Court to decide if businesses can get oil plunge rate cuts
● CBRE property firm argues price spiral was ‘material change of circumstances’
A key legal hearing opens today to decide if businesses in the North-east of Scotland can qualify for rateable value cuts due to the slump in the oil price in recent years constituting a “material change of circumstances (MCC)”.
In January 2017 CBRE Ltd, the commercial property adviser, won a ruling at the Aberdeen Valuation Appeal Committee that the regional economic downturn sparked by the 2014 oil price collapse represented a major change of trading circumstances as outlined in the Local Government (Scotland) Act 1975.
CBRE says the rateable values of a number of its clients’ properties in the area should be reduced to reflect the changed economic landscape following the oil price plunge.
Today and tomorrow, the Lands Valuation Appeal Court (a division of the Court of Session in Edinburgh) will hear an appeal by the Grampian (Rates) Assessor against the earlier ruling.

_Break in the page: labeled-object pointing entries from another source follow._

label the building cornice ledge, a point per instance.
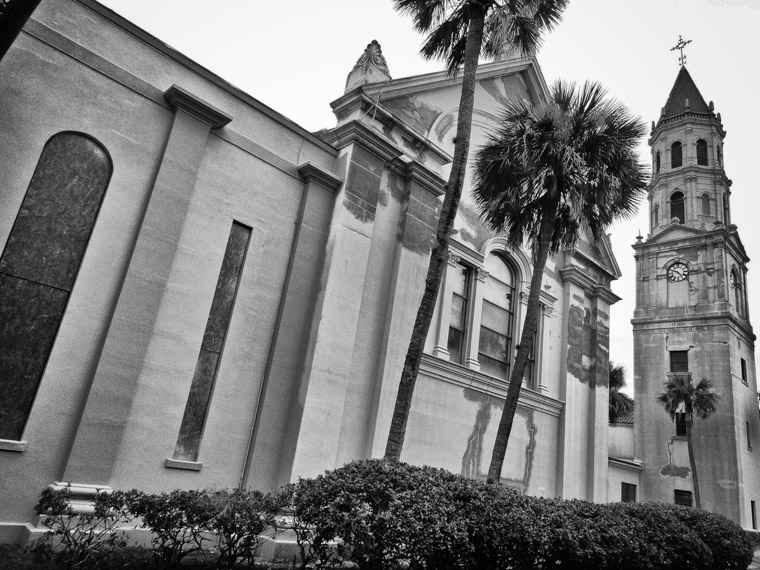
(458, 375)
(312, 173)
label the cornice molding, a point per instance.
(180, 98)
(468, 378)
(312, 173)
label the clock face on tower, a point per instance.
(678, 272)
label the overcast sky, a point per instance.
(294, 56)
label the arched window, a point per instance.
(458, 322)
(705, 204)
(495, 346)
(40, 263)
(702, 152)
(677, 207)
(676, 155)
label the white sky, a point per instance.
(294, 57)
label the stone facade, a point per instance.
(244, 296)
(691, 307)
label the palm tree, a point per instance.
(620, 403)
(546, 174)
(459, 31)
(681, 396)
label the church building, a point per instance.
(197, 292)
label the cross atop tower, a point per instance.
(679, 46)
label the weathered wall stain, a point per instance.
(472, 457)
(415, 113)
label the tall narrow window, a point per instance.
(40, 263)
(679, 360)
(676, 155)
(749, 437)
(628, 492)
(677, 207)
(705, 204)
(495, 347)
(680, 424)
(196, 410)
(457, 325)
(682, 498)
(702, 152)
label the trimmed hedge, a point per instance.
(379, 515)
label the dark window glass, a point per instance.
(201, 388)
(677, 207)
(676, 155)
(701, 152)
(682, 498)
(458, 315)
(628, 492)
(40, 263)
(495, 346)
(679, 360)
(705, 204)
(681, 425)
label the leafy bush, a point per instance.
(79, 539)
(242, 517)
(180, 521)
(730, 545)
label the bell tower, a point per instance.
(692, 317)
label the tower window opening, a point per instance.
(702, 152)
(677, 207)
(676, 155)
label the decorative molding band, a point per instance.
(458, 375)
(627, 464)
(312, 173)
(187, 465)
(179, 98)
(12, 445)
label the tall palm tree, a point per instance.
(681, 396)
(546, 174)
(620, 403)
(458, 32)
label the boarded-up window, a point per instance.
(702, 152)
(676, 155)
(196, 410)
(628, 492)
(457, 325)
(678, 207)
(39, 265)
(495, 347)
(682, 498)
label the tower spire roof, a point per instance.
(684, 97)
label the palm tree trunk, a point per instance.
(693, 464)
(526, 343)
(441, 245)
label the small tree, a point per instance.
(547, 173)
(681, 396)
(620, 403)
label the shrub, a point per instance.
(242, 516)
(80, 539)
(731, 547)
(180, 521)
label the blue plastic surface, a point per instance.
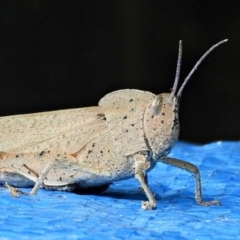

The court is the highest authority for the appeal process and its decision is final. The CBRE case is understood to be on behalf of about eight businesses, but it’s believed there are hundreds more that have lodged appeals and these are on hold as everyone awaits the outcome of the case.
Critics say the Grampian Assessor is a “lone voice” in claiming that there was no significant economic downturn in North-east Scotland and that, even if there was, this did not constitute a material change of circumstances under business rates legislation.
CBRE will say the Grampian Assessor’ s denial of an economicdown turn in aberdeenshire is“untenable ”. Its legal representatives are expected to argue that should the court overturn the Aberdeen Valuation Appeal Committee’s decision because of interpretation of the current legislation, this would deal a further blow to struggling regional businesses and should force Holyrood into drafting emergency legislation.
Mike Rose of CBRE Rating (Scotland) said: “The severe economic downturn in Northeast Scotland is a fact that can and should be treated as a material change of circumstances.
“The Aberdeen Valuation Appeal Committee has agreed with our view, but if the Lands Valuation Appeal Court accepts the Grampian Assessor’s arguments that this is not a MCC it will reinforce a groundswell of opinion that current legislation is not fit for purpose in terms of meeting the Scottish Government’s stated policy aim of supporting business through a rating system that responds to changing economic conditions.”
CBRE is expected to cite the Court of Session judgment in 2010 that the recession of 2008 was an MCC that allowed many ratepayers in the Scotland’s Central Belt to secure reduced rateable values and rates bills.
The Edinburgh tramworks were also deemed an MCC, and businesses along the route got rate relief in 2009.